5.2 De grieven die klaagster heeft geformuleerd treffen geen doel. Zoals de raad terecht en op goede gronden heeft overwogen heeft verweerder onweersproken gesteld dat hij de zaak steeds uitvoerig heeft besproken met (de bestuurder van) klaagster en haar commissaris. Hij heeft daarbij tevens ontkend dat er op “enig” moment sprake is geweest van een minnelijke regeling (bestaande uit 4 onderdelen)  zoals door klaagster gesteld. In de loop van de procedure gebeurde er zijns inziens niet anders dan uitvoering geven  aan de overeenkomst zoals die ook door de kantonrechter werd beschouwd als te zijn overeengekomen tussen partijen.

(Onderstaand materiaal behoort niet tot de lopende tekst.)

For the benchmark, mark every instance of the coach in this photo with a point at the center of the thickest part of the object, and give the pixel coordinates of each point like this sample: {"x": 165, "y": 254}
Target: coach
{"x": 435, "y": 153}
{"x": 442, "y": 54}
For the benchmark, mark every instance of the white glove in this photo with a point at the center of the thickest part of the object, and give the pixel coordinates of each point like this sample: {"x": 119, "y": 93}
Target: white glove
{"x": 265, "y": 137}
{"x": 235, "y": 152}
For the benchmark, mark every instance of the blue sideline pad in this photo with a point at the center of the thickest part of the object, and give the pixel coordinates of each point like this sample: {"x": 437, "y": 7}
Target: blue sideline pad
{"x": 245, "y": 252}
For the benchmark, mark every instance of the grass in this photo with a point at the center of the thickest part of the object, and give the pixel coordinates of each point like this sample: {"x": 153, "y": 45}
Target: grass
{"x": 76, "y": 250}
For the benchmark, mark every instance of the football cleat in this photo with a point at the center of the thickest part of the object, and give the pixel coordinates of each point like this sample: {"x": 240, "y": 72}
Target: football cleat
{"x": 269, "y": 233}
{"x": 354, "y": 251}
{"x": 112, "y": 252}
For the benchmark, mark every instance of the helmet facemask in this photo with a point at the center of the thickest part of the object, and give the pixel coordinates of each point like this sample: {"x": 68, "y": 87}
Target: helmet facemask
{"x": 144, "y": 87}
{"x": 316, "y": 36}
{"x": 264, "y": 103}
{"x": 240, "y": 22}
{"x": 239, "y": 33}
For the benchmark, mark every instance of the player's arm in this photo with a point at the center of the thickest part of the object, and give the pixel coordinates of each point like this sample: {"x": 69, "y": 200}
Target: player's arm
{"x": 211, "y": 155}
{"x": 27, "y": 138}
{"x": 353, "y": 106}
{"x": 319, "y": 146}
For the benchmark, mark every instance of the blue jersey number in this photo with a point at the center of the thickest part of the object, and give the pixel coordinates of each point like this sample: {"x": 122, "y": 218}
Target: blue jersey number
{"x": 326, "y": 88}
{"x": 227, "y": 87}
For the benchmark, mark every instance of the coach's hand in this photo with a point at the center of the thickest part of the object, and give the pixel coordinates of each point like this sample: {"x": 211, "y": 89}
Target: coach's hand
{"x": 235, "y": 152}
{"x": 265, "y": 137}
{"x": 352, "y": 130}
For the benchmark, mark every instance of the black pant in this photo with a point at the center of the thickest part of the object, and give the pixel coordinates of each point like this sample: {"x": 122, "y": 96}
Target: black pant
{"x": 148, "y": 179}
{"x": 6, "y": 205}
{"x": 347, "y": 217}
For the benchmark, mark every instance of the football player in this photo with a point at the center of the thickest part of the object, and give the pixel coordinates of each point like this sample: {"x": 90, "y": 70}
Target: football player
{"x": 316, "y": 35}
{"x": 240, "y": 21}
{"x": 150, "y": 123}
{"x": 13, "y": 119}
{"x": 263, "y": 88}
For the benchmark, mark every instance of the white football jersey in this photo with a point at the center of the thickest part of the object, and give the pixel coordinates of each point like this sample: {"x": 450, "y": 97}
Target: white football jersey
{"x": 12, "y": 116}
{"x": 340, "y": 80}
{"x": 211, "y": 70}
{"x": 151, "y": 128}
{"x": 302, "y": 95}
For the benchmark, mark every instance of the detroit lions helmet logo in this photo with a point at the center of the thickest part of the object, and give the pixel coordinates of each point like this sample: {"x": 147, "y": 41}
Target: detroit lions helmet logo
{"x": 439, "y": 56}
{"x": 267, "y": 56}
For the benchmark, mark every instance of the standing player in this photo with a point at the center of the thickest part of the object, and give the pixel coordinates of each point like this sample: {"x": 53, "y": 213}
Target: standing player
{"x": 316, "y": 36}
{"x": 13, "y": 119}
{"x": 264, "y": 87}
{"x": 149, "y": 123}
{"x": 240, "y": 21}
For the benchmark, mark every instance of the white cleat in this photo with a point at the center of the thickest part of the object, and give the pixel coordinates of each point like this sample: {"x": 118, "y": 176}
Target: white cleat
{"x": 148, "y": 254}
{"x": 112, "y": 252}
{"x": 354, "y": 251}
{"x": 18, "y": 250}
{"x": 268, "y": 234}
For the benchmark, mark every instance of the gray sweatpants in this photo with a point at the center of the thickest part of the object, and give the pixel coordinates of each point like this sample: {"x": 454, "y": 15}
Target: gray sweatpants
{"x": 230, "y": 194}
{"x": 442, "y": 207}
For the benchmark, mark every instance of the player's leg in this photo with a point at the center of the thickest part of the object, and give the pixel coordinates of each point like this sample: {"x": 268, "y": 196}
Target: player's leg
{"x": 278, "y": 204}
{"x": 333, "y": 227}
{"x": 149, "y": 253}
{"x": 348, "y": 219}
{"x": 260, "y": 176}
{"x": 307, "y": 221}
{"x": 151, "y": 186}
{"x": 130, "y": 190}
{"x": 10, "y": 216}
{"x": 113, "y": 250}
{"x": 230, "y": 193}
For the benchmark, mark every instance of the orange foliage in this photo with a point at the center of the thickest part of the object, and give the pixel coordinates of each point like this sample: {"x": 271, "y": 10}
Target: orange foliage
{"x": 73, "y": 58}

Dat na verloop van tijd de houding van de wederpartij minder meewerkend werd en deze uiteindelijk via een kort geding moest worden gedwongen  tot nakoming was in augustus 2009  toen de conclusie van antwoord werd genomen niet voorzienbaar.  Dat ook een andere aanpak van de zaak mogelijk zou zijn geweest, brengt niet met zich dat de wijze waarop verweerder zich van zijn opdracht heeft gekweten tuchtrechtelijk verwijtbaar is.

5.3 Hetgeen namens klaagster in appel overigens is aangevoerd leidt niet tot een ander oordeel over de klachtonderdelen 3 en 4. Het hof neemt ook  in deze onderdelen het oordeel van de raad over. Dit betekent dat het hof de beslissing van de raad zal bekrachtigen. 

 BESLISSING

Het Hof van Discipline:

bekrachtigt de beslissing van de Raad van Discipline in het ressort ’s Hertogenbosch van 9 december 2013 onder nummer ZWB 116-2013 gegeven.

Aldus gewezen door mr. J.C. van Dijk, voorzitter, mrs. A.B.A.P.M. Ficq, P.T. Gründemann, G.J. Niezink, en H.J. de Groot, leden, in tegenwoordigheid van mr. I.F. Schouwink, griffier, en in het openbaar uitgesproken op 6 juni 2014.